Laura Spinu(City University of New York - Kingsborough Community College), Jiwon Hwang(Stony Brook University), Nadya Pincus(University of Delaware) and Mariana Vasilita(Brooklyn College - CUNY)
Abstract: We designed a production experiment to explore the relatively controversial phenomenon of the bilingual advantage. Our focus is on an understudied aspect of bilingual cognition, specifically phonetic learning. We presented 36 participants (17 monolinguals and 19 early bilinguals) living in New York City with an artificially constructed accent of English, differing in four ways from Standard American English. More precisely, the novel accent included a vocalic change (diphthongization of the open-mid front unrounded vowel), consonantal change (tapping of intervocalic liquids), syllable structure change (epenthesis in voiceless s-clusters) and suprasegmental change (a novel intonation pattern in tag questions).
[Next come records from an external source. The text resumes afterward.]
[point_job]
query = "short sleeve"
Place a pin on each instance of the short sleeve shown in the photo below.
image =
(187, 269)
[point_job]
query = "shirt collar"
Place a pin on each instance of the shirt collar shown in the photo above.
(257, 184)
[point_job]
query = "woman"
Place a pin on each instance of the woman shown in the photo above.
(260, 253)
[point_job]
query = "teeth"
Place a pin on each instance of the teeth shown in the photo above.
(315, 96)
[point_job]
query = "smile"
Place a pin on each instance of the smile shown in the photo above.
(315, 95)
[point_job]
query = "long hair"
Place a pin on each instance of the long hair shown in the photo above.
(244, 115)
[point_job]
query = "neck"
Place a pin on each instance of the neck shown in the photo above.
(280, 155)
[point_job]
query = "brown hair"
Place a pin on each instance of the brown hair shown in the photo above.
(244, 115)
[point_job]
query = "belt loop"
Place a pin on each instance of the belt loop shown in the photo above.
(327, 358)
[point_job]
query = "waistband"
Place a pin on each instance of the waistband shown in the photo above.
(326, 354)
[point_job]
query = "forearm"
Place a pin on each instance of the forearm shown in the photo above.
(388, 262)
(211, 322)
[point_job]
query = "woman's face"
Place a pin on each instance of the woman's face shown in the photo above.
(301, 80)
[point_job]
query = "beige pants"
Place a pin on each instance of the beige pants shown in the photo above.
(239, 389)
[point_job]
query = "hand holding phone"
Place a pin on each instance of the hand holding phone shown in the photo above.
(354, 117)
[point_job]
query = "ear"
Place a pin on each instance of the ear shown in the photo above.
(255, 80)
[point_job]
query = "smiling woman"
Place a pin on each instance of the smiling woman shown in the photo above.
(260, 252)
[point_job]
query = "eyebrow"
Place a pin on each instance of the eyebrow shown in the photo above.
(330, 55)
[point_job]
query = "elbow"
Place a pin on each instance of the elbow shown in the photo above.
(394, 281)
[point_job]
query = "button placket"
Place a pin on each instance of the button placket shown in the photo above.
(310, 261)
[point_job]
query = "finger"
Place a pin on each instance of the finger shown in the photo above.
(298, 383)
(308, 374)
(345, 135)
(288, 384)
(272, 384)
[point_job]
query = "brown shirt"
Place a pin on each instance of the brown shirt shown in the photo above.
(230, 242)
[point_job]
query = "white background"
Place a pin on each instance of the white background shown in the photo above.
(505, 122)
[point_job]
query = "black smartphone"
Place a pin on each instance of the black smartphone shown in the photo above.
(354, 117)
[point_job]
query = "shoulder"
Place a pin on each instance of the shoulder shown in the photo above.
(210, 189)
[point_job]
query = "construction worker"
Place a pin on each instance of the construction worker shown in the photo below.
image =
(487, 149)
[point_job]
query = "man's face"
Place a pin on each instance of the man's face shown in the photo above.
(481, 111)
After recording their baseline accents, the participants first completed a training task, in which they listened to and then directly imitated sentences heard in the novel accent, and then a testing task, in which they were asked to read the baseline sentences in the accent they had just learned in the absence of any audio prompts. In this paper, we present acoustic results with diphthongization and tag question intonation. Our findings replicate the previously observed bilingual advantage in phonetic learning across the board and extend it to novel learning circumstances.